Dad froze and dropped his fork to his plate. “This is what I’m talking about. You’re gambling with y
our life, and for people who would kill you in cold blood, mimmo.”
I shrugged and speared a shrimp in my pasta. “I’m not doing it for them. I’m doing it because if I don’t, it all goes to shit. It’s about everyone that would get fucked over and hurt, and you know it.”
Dad sighed. “You need to leave.”
I turned toward him. “Besides the fact that I can’t stomach the moral implications of my leaving, what the hell would happen to you two? Tweedle Dee and Tweedle Dum, big fat sitting ducks. You’re telling me they don’t pull Teo into it, exactly where I was?”
Dad threw up his hands. “We’ll all leave.”
“Oh, okay. Real easy,” I snapped. “Sell the house, move our entire life to another country, secure visas, ’cause we Americans are real popular in Europe these days. Get new jobs. And still, you think that shit wouldn’t follow us?”

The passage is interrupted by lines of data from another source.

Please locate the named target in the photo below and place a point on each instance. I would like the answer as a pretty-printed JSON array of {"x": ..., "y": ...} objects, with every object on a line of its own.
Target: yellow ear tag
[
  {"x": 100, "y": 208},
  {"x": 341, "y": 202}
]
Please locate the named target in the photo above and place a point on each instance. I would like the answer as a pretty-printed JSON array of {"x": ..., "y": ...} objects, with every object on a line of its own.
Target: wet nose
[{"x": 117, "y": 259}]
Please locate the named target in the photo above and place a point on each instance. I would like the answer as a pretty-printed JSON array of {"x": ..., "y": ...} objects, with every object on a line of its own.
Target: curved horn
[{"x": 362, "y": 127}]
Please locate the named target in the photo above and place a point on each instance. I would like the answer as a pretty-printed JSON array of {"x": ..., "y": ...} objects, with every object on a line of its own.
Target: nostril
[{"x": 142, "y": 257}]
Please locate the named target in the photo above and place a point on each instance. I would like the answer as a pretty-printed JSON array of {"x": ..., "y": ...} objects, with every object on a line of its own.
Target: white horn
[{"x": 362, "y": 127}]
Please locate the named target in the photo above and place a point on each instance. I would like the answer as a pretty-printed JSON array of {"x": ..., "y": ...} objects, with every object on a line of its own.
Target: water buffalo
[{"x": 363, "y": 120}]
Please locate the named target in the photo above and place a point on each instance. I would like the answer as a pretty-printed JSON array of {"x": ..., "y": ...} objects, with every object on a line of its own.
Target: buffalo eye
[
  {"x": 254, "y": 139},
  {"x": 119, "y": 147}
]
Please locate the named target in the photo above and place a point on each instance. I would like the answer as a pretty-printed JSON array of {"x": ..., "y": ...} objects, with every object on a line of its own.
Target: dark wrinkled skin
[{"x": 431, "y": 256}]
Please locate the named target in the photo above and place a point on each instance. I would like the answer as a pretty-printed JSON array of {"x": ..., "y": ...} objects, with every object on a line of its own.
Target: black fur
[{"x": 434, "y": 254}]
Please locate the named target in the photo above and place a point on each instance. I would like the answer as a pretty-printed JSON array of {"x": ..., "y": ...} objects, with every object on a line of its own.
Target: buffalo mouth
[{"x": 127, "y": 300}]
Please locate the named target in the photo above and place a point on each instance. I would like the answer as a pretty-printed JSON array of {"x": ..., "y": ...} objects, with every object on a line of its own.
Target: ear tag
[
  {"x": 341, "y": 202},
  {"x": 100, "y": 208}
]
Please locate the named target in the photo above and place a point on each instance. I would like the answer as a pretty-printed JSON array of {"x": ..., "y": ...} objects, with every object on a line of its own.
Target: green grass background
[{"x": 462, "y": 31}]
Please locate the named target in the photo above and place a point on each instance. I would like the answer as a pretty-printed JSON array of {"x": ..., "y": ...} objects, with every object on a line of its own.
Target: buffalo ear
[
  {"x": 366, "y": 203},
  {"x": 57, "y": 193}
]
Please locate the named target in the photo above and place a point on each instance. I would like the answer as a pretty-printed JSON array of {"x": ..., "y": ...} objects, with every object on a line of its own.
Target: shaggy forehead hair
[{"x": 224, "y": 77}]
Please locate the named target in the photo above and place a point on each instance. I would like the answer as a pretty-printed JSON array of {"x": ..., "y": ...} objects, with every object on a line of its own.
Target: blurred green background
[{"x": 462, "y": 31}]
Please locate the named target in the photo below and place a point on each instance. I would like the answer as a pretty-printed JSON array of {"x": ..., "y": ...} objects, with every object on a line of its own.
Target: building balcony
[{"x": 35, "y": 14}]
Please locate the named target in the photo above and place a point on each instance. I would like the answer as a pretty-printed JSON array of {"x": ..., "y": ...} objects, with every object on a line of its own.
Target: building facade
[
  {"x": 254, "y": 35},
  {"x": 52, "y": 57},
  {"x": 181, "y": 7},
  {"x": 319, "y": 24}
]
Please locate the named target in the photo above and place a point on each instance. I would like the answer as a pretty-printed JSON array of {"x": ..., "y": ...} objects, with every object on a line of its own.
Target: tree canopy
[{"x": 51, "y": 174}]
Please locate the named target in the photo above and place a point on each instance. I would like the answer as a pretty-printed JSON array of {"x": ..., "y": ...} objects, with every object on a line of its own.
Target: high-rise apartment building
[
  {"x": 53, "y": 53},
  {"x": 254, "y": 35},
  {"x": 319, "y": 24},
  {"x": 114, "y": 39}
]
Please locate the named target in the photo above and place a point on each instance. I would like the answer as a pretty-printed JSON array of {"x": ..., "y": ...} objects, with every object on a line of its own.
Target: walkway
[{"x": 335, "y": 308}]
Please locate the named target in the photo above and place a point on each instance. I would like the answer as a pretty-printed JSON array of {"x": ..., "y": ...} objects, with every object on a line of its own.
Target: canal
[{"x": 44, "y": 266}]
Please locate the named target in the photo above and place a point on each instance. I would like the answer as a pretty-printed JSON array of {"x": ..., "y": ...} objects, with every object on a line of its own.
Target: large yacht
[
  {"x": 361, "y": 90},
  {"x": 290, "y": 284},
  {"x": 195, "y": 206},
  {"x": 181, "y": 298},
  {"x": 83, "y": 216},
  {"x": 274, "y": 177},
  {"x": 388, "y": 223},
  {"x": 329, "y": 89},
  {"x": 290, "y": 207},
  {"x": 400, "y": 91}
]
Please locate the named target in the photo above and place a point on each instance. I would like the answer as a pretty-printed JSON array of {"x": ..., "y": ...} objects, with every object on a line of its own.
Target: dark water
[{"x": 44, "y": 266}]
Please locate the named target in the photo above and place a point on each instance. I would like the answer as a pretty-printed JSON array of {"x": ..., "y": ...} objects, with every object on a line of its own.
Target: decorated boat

“We wouldn’t go to Italy,” Dad countered. “Somewhere new. A fresh start, where you don’t waste your life, and I don’t wake up to every on-call page worrying if it’s to hear you died—”
“Stop,” Teo barked. “Zed’s not dying. He’s careful, Papa. He knows how to handle himself. Zed, to Papa’s point, you need a plan, an exit strategy.”
I sighed. “If I could see a way out that wouldn’t ruin everything I’ve worked for, that wouldn’t destabilize our world, and wouldn’t leave it poised for an explosive criminal regression, I would.”
It was Dad’s turn to sigh. “I regret it, every day, that I didn’t just take us away when you were born. If I’d known you’d step in place of me—”
“Dad.” I glared at him. “It’s not your fault. Let’s move on for now.” Teo opened his mouth to argue but I pushed past him “We’ll talk about it again another time. Anyway, I had this place swept yesterday, too. You’re clean.”
“Jesus.” Teo groaned. “When did this all become a mess?”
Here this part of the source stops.